Ever since the Roundtables on "Digitalising European Industry" started, industriAll European trade union has insisted on the importance of having trade unions present in the governance boards of these national initiatives to digitalise industry. Indeed, we as trade unions represent the voice of an essential component of "industry", namely the workers, whose skills and motivation are absolutely necessary for the digital transformation of industry to be a success. So far, only five Member States (DE, AT, SE, DK, IT) have explicitly included trade unions in their discussion platforms. This is clearly not enough. Our goal is that all national discussion platforms on the digitalisation of industry include trade unions.

 

5 – National platforms on digitalisation of industry should address all social impacts of digitalisation

As our General Secretary Luc Triangle proposed at the EU Industry Day on 28 February 2017, the national platforms on digitalisation should include platforms for social dialogue on digitalisation.

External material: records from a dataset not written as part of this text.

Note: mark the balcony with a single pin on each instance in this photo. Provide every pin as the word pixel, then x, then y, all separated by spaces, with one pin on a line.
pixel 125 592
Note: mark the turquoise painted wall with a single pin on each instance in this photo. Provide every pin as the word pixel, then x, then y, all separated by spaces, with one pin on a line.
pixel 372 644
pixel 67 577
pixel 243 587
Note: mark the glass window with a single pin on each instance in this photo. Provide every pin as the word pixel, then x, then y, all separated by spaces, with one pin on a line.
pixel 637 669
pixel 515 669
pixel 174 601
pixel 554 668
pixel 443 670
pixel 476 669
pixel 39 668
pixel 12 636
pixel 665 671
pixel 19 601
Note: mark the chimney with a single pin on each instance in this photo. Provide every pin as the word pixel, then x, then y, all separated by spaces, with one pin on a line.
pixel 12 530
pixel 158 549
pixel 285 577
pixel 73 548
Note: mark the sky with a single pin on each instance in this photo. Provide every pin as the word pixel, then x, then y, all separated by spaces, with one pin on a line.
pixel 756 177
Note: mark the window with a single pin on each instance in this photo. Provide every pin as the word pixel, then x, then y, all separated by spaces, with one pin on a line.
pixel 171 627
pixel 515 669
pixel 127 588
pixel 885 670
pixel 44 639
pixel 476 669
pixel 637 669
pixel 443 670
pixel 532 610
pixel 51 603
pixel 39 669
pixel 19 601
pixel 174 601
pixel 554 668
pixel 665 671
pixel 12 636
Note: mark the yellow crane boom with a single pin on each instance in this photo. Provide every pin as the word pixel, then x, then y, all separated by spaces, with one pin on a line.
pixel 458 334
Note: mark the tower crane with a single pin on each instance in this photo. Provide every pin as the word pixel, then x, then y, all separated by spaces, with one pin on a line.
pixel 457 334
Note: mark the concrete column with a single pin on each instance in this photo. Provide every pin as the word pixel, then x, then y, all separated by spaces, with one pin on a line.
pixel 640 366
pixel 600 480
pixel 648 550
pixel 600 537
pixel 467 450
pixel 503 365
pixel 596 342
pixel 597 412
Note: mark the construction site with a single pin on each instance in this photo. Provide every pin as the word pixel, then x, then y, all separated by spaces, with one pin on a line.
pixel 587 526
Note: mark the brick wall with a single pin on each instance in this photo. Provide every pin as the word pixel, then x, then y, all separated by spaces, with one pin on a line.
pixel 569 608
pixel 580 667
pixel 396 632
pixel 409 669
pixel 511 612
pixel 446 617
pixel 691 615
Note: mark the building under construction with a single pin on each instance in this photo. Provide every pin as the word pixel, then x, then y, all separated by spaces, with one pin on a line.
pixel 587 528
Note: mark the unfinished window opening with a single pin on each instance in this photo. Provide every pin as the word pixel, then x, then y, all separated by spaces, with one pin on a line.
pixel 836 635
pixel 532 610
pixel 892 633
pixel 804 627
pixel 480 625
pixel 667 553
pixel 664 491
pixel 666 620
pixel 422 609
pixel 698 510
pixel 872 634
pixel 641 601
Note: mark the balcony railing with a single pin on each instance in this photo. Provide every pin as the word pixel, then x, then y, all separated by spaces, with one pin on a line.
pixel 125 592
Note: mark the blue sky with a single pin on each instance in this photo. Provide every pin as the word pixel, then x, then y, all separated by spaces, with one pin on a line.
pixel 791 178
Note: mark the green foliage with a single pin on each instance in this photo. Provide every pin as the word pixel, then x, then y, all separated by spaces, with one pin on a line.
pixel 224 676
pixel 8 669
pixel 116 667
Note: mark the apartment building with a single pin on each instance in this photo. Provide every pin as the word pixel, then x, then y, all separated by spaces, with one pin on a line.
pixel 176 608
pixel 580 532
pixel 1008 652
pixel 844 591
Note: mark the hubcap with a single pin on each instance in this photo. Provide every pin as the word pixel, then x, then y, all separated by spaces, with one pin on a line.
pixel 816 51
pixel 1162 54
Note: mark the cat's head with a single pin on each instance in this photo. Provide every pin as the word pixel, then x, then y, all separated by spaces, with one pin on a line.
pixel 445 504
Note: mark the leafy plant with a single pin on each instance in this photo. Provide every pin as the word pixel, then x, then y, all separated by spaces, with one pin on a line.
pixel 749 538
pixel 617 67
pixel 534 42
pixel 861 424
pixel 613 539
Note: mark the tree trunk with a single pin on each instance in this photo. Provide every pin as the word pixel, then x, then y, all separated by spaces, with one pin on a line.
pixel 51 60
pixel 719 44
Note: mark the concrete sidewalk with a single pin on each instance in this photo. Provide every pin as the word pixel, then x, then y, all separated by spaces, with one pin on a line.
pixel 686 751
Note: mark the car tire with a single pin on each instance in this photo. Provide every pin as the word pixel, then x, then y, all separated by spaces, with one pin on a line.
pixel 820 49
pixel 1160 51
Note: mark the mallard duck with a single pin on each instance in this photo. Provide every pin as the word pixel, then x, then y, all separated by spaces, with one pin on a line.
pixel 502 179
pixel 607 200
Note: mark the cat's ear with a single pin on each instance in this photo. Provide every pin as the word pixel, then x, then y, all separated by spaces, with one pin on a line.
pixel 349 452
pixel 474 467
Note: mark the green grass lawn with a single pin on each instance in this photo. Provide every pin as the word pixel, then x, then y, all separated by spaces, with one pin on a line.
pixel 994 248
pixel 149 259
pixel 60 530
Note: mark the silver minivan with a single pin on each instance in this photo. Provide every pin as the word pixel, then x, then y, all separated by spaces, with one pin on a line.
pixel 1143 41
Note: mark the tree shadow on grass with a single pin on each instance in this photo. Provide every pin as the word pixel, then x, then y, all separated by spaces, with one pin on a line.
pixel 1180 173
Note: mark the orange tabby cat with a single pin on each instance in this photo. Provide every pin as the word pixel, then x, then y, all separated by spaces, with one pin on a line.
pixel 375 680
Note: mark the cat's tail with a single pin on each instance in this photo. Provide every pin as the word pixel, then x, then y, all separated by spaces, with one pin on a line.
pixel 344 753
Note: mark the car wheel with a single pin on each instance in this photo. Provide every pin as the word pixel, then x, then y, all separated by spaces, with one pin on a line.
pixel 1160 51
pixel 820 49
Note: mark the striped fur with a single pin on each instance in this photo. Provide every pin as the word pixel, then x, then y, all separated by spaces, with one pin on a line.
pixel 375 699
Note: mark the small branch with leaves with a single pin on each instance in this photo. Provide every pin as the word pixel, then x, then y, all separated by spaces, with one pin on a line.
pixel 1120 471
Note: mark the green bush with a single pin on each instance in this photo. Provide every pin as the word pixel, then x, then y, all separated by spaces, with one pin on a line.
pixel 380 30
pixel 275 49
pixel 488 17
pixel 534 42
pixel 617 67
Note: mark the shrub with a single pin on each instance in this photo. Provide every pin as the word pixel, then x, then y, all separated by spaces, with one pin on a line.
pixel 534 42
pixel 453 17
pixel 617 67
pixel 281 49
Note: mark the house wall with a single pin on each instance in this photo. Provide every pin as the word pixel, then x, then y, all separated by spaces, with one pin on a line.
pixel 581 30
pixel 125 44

This social dialogue on digitalisation should not be limited to skills issues only. Skills are important, and a pre-condition for success. However, they do not exhaust the reflection. We strongly advocate that national platforms on digitalisation address more broadly all social impacts of digitalisation on:

  • employment levels (number of hours worked), and on the ensuing anticipation of change
  • contractual employment relationships between workers and companies
  • working conditions.

This agenda would follow the welcome example of the "Arbeit 4.0" initiative in DE.